Step 4: Event fires — e.g., TCP data arrives on a socket:
The network stack calls sorwakeup() → sowakeup() (uipc_socket2.c:625):
sowakeup(struct socket *so, struct sockbuf *sb, ...) {
selwakeup(&sb->sb_sel); // wake select() waiters
sbwakeup(sb); // wake msleep() waiters
if (sb->sb_flags & SB_KNOTE) {
KNOTE(&sb->sb_sel.si_note, SO_FILT_HINT_LOCKED); // trigger kqueue knotes
}
}
KNOTE() expands to knote() (kern_event.c:6590):
knote(struct klist *list, long hint, ...) {
SLIST_FOREACH_SAFE(kn, list, kn_selnext, tmp_kn) {
knote_post(kn, hint); // check filter, activate if ready
}
}
knote_post() → calls the filter’s f_event() → if FILTER_ACTIVE → knote_activate() → knote_enqueue():
knote_enqueue(kqueue_t kqu, struct knote *kn) {
struct kqtailq *queue = knote_get_tailq(kqu, kn);
TAILQ_INSERT_TAIL(queue, kn, kn_tqe); // add to triggered queue
kn->kn_status |= KN_QUEUED;
kqu.kq->kq_count++; // increment triggered count
// wake up thread blocked in kqueue_scan()
kqfile_wakeup(kqu.kqf, 0, THREAD_AWAKENED);
}
Step 5: Thread wakes up — kqueue_scan continues, kqueue_process() iterates only the triggered queue:
do {
while ((kn = TAILQ_FIRST(queue)) != NULL) {
knote_process(kn, kectx, callback); // call filter's f_process(), copyout to user
}
} while (queue-- > base_queue);
What event sources exist
From bsd/sys/event.h:70-84:
#define EVFILT_READ (-1) // fd is readable (socket has data, file has bytes)
#define EVFILT_WRITE (-2) // fd is writable (socket buffer has space)
#define EVFILT_AIO (-3) // async I/O complete
#define EVFILT_VNODE (-4) // file changed (write, delete, rename, attrib)
#define EVFILT_PROC (-5) // process state change (fork, exec, exit, signal)

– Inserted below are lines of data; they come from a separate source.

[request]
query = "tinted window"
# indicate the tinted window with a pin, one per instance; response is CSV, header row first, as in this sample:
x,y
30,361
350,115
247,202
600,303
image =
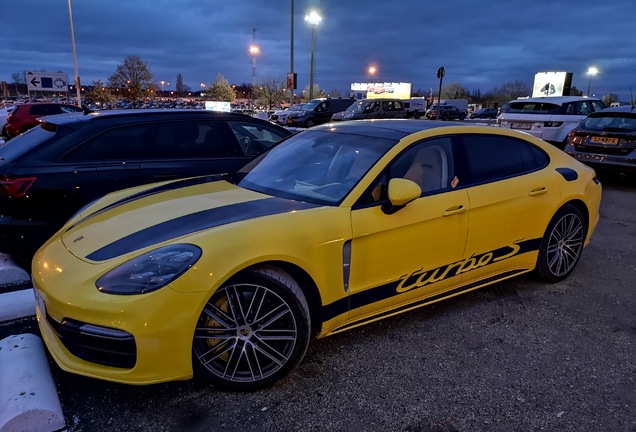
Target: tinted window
x,y
192,139
254,137
533,108
430,164
492,157
122,143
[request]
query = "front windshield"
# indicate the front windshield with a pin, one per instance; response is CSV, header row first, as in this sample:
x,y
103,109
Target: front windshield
x,y
311,105
358,107
314,166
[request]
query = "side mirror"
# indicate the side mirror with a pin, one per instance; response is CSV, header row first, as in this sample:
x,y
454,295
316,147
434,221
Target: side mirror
x,y
401,192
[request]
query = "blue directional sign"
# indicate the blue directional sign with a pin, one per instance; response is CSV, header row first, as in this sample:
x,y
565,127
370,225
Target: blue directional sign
x,y
47,81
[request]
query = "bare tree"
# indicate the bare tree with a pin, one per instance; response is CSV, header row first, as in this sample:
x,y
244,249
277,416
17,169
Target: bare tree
x,y
99,94
133,78
221,90
454,91
270,92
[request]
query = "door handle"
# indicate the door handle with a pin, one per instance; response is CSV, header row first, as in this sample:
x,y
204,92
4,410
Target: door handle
x,y
538,191
454,210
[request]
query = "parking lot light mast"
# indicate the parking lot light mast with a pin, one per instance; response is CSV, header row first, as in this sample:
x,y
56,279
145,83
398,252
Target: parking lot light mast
x,y
591,72
77,83
313,19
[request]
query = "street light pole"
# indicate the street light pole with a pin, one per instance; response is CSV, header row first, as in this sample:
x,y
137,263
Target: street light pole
x,y
313,19
591,72
253,50
77,83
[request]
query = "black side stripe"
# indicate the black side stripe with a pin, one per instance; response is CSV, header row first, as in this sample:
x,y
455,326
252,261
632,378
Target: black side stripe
x,y
428,300
199,221
383,292
153,191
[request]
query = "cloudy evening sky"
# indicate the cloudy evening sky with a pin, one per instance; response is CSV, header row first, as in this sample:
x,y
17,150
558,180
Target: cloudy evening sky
x,y
481,43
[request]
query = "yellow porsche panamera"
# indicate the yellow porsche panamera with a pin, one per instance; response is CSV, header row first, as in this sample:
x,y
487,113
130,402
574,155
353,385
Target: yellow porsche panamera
x,y
229,277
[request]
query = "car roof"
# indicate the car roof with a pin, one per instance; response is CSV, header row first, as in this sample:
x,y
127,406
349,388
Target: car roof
x,y
387,128
619,109
557,100
168,114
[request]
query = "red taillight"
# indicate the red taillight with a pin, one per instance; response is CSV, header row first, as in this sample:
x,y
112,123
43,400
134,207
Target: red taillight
x,y
16,188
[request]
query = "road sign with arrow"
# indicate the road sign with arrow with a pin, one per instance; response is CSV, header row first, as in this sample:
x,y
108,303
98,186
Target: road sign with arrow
x,y
47,81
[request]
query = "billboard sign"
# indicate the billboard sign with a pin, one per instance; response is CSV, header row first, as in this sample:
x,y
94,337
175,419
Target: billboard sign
x,y
47,81
548,84
382,90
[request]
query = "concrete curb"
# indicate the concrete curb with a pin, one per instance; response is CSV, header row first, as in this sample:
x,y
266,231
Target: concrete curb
x,y
17,304
10,273
29,400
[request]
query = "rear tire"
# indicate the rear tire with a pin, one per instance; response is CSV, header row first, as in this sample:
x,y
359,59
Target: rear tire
x,y
252,332
562,245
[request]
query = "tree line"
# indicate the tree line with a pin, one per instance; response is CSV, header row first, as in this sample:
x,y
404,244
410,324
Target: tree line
x,y
133,80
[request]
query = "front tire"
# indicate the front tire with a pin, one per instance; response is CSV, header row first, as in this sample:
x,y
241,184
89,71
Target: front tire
x,y
252,332
562,244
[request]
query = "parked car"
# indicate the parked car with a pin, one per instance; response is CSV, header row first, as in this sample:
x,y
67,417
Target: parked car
x,y
25,116
606,139
318,111
280,117
484,113
51,171
445,112
549,118
372,109
228,278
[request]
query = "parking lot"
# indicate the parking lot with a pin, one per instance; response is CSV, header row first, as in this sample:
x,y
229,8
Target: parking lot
x,y
518,356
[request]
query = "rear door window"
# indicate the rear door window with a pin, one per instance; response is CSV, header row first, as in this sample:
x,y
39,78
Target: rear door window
x,y
118,144
493,157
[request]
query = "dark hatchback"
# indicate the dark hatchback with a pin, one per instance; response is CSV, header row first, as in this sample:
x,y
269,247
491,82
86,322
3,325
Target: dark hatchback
x,y
606,140
48,173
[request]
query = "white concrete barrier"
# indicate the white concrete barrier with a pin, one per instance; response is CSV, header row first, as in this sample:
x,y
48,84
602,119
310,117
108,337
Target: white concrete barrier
x,y
10,273
17,304
28,396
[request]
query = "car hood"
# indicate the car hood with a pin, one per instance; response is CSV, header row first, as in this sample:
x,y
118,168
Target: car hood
x,y
161,213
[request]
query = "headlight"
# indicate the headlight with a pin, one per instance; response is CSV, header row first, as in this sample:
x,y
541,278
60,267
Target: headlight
x,y
150,271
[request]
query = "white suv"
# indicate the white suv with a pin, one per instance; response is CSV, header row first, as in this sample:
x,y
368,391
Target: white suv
x,y
549,118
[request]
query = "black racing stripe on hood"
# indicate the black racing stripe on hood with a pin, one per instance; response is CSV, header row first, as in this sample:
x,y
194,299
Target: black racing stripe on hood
x,y
152,191
198,221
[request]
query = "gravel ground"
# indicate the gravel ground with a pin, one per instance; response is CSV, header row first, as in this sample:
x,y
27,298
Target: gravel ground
x,y
518,356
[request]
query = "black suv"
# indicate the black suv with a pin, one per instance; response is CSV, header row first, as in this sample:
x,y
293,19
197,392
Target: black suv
x,y
318,111
50,172
447,112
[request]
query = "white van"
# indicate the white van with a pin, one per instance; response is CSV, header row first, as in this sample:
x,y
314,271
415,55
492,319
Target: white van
x,y
549,118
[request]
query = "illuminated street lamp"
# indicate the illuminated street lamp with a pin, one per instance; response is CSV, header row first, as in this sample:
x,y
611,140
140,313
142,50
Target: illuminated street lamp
x,y
313,19
372,70
162,85
591,72
77,83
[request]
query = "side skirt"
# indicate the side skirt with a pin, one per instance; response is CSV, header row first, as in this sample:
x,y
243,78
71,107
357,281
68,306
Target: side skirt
x,y
428,300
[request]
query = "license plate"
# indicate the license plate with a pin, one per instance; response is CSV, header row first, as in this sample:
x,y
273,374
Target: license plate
x,y
603,140
525,126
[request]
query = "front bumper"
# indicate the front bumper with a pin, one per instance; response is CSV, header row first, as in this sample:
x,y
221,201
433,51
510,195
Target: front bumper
x,y
133,339
607,161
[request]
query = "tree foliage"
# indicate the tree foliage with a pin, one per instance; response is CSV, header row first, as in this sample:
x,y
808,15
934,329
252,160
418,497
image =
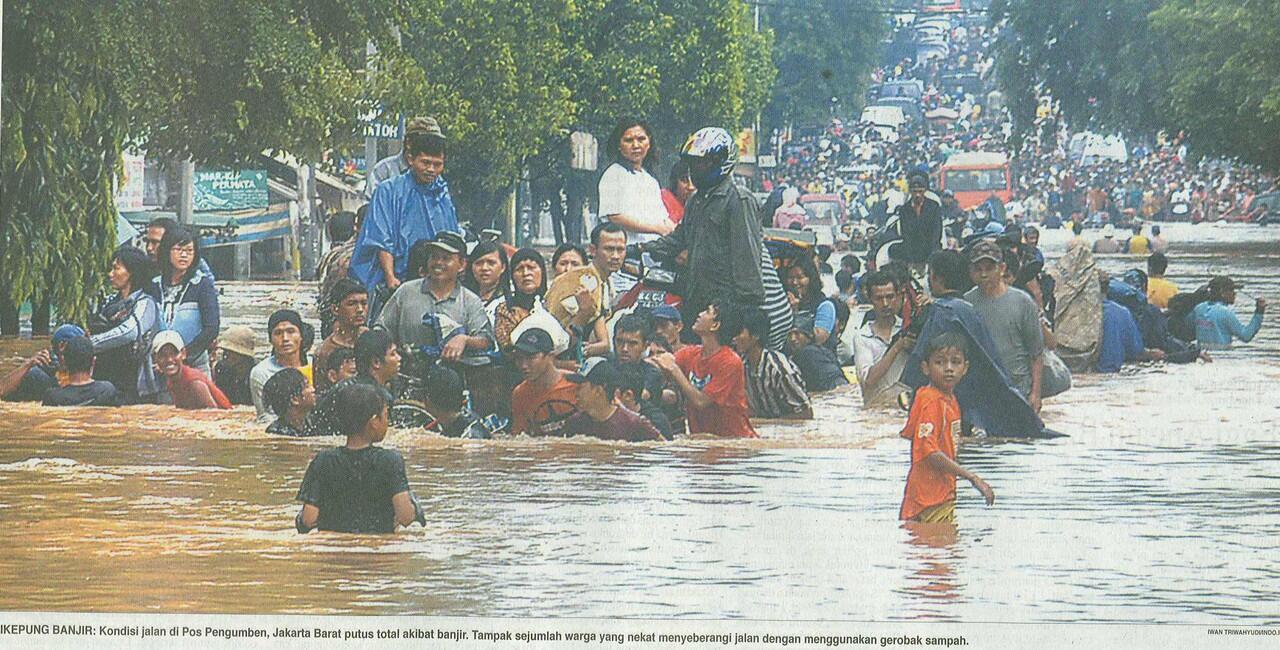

#define EVFILT_SIGNAL (-6) // signal delivered
#define EVFILT_TIMER (-7) // periodic/one-shot timer
#define EVFILT_MACHPORT (-8) // Mach port message arrived
#define EVFILT_FS (-9) // filesystem event
#define EVFILT_USER (-10) // user-triggered event (manual wakeup)
#define EVFILT_VM (-12) // virtual memory event
#define EVFILT_EXCEPT (-15) // exception events
The three kqueue flavors
XNU has three kqueue types:
-
kqfile — the classic
kqueue()syscall result. One queue, used withkevent()/select(). (eventvar.h:172) -
kqworkq — private per-process kqueue for GCD/libdispatch. Has per-QoS buckets (
KQWQ_NBUCKETS= 6). Events are segregated by priority so high-QoS events get serviced first. (eventvar.h:211) -
kqworkloop — the modern evolution. Supports bound threads (a thread permanently parked on the workloop), thread handoff, and QoS-aware processing. Used by Swift concurrency and modern GCD. Has
KQWL_NBUCKETS= 5 priority levels. (eventvar.h:234+)
kqueue vs select/poll
The critical difference: select() scans all registered FDs every time to check readiness. kqueue only processes knotes that have been explicitly triggered by the event source. The watched object (socket, vnode, etc.) calls KNOTE() when something happens — kqueue never polls.
This is why kqueue scales to thousands of FDs efficiently: the cost is proportional to the number of events that actually fire, not the number of things being watched.